Nota: 2,0 / 5,0
O que uma princesa, um elfo e um diabinho têm em comum? O primeiro e único Matt Groening.
O criador de Os Simpsons e Futurama está de volta com uma nova série animada, mas nada de Fox. Desta vez, a casa de sua nova atração é a Netflix, e apesar de a série prometer muita mágica e aventuras, a entrega fica aquém e resulta em personagens até interessantes, mas perdidos em uma história sem rumo.
Disenchantment (título original) conta a história da princesa Tiabeanie (Abbi Jacobson), filha do rei Zog (John DiMaggio) de Dreamland. Ela é uma jovem aventureira e rebelde, que não se dá a convenções sociais apesar de estar com um casamento marcado em virtude das alianças do reino. No fatídico dia de seu casamento, ela recebe um misterioso presente que chega para atormentá-la: o pequeno demônio Luci (Eric André), que vai dar todos os conselhos errados e iniciar uma série de acontecimentos que envolvem magia e desastres.
Paralelamente, Elfo (Nat Faxon) é um elfo que vive em sua cidade mágica mas está entediado com tanta felicidade. Ele resolve se aventurar no mundo real e deixar para trás a vida de doces, cantoria e alegria. É assim que ele se chega para completar o trio principal de aventureiros.
A chegada de Elfo a Dreamland desperta o interesse tanto de Zog quanto dos magos, pois querem usar o sangue dele para fins mágicos. A trama se desenvolve a partir daí, com cada episódio narrando uma aventura diferente do trio que vão desde bebedeiras malucas a jornadas para salvar as próprias vidas.
A assinatura de Matt Groening fica clara em todos os lugares da temporada. Além do traço característico das animações, os personagens têm configurações específicas de intelecto que são muito semelhantes às de Os Simpsons e Futurama. O humor se baseia muito no inesperado, na ironia ácida da construção de cada persona. Mas as piadas acabam recaindo principalmente em situações práticas, o que na maior parte das vezes não funciona ou transparece muito forçado, como se fossem requentadas das séries já estabelecidas de Groening. O tom no geral é indeciso; ora a comédia tenta ser sarcástica e adulta, já em outros momentos tem medo de ousar e não é nem propositalmente ingênua nem tão crua quanto julga ser.
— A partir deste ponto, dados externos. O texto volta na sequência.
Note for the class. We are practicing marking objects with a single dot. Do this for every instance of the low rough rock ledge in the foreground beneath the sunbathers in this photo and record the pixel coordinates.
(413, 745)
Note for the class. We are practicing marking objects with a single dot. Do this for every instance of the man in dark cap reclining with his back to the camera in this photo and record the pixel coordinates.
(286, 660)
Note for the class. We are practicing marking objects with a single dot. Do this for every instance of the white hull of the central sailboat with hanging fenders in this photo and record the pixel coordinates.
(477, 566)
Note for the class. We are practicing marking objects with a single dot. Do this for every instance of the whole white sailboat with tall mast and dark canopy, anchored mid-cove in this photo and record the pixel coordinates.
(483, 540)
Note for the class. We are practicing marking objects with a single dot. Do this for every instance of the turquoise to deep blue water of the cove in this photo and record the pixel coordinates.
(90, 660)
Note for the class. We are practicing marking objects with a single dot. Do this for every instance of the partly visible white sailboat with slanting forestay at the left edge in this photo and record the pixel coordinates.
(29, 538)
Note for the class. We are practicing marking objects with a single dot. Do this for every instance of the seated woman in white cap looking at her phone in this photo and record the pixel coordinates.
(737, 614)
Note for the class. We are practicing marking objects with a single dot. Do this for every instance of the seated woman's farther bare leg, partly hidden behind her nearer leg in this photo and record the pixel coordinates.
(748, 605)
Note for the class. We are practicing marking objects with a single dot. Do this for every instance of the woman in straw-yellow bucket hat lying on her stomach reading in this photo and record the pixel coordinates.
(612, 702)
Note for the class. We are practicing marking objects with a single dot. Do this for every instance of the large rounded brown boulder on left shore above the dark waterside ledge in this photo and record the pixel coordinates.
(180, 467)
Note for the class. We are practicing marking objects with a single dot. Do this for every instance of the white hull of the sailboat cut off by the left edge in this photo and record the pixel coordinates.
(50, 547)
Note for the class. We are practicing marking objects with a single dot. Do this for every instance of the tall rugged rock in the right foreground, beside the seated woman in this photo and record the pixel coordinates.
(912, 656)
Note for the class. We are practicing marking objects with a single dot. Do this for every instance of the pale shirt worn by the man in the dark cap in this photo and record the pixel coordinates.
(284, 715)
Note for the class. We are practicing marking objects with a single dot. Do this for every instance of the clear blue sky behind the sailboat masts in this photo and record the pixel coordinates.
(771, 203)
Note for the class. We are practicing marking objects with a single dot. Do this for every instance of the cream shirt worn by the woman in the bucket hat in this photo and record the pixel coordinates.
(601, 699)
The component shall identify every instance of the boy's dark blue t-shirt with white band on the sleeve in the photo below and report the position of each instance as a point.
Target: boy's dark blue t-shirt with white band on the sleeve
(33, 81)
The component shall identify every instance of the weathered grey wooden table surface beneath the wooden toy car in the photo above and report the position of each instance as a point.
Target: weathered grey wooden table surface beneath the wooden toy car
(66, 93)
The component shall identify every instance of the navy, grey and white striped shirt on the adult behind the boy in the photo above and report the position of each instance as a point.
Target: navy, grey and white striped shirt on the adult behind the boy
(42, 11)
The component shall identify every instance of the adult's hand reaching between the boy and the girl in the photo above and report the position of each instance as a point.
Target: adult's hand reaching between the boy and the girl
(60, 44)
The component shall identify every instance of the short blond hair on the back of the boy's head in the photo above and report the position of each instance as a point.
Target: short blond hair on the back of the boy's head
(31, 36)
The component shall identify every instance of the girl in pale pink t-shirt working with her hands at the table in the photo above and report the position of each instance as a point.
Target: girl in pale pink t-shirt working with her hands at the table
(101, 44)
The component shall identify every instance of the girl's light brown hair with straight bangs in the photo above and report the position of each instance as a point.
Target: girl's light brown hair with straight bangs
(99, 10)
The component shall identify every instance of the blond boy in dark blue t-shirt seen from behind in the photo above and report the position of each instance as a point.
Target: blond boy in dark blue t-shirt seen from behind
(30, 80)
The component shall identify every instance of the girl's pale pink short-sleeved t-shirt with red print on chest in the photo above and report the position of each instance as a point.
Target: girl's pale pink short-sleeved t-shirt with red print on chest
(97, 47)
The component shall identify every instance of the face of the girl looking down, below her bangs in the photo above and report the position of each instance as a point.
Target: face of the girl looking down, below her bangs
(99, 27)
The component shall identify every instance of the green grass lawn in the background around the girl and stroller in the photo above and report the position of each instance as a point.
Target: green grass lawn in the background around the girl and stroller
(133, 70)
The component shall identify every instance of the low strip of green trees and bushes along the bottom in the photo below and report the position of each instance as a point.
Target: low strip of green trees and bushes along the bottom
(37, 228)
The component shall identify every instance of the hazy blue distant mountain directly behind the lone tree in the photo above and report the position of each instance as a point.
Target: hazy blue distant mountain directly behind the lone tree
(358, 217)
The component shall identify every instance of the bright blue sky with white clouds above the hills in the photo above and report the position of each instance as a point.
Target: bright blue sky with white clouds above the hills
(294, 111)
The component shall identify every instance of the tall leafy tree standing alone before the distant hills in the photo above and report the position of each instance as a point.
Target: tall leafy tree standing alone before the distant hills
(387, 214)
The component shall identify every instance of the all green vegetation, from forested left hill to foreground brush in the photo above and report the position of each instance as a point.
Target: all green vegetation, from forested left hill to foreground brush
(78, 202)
Por não ser uma coisa ou outra, cai no limbo com um humor questionável e disforme.
Ainda que tenha uma forte presença da ironia velada, um outro problema de (Des)encanto é que a narrativa peca por um excesso de ganchos. Muitas vezes, construções potentes, que poderiam levar os personagens adiante, ficam esquecidas a troco do prometido "algo maior". O universo em que a história se insere de fato é bem pensado e complexo — tanto os reinos quanto os personagens são ricos, as subtramas são potencialmente interessantes o bastante para darem margem para muitas histórias que poderiam se desenvolver no futuro. Poderiam, mas não se desenvolvem. Não existe aprofundamento de quase nada. Ficar presa a maior parte do tempo ao trio principal é apenas o orgânico aqui. Eles são, afinal de contas, os protagonistas da história. Mas ao invés de cada episódio acrescentar algo ao arco narrativo maior, eles são momentos vazios de significado e de graça. A grande trama, aliás — aquela que se alonga por toda a temporada para que no fim se entenda qual era o grande objetivo de tudo o que aconteceu — definitivamente passa longe de ser o mais interessante da história.
Com a premissa que a série tem — uma personagem principal que é uma princesa dada ao álcool que não cede às convenções sociais —, (Des)encanto tem um prato cheio para quebrar moldes e questionar padrões, sendo uma animação progressista e tão questionadora quanto outras excelentes da Netflix, como BoJack Horseman e Big Mouth. Mas, apesar da excelência do elenco de vozes, a primeira temporada de (Des)encanto se apresenta mais como um experimento sem forma, colocado no ar ainda sem saber de verdade para onde queria ir. Não duvide, há potencial ali. Ele só não apareceu ainda.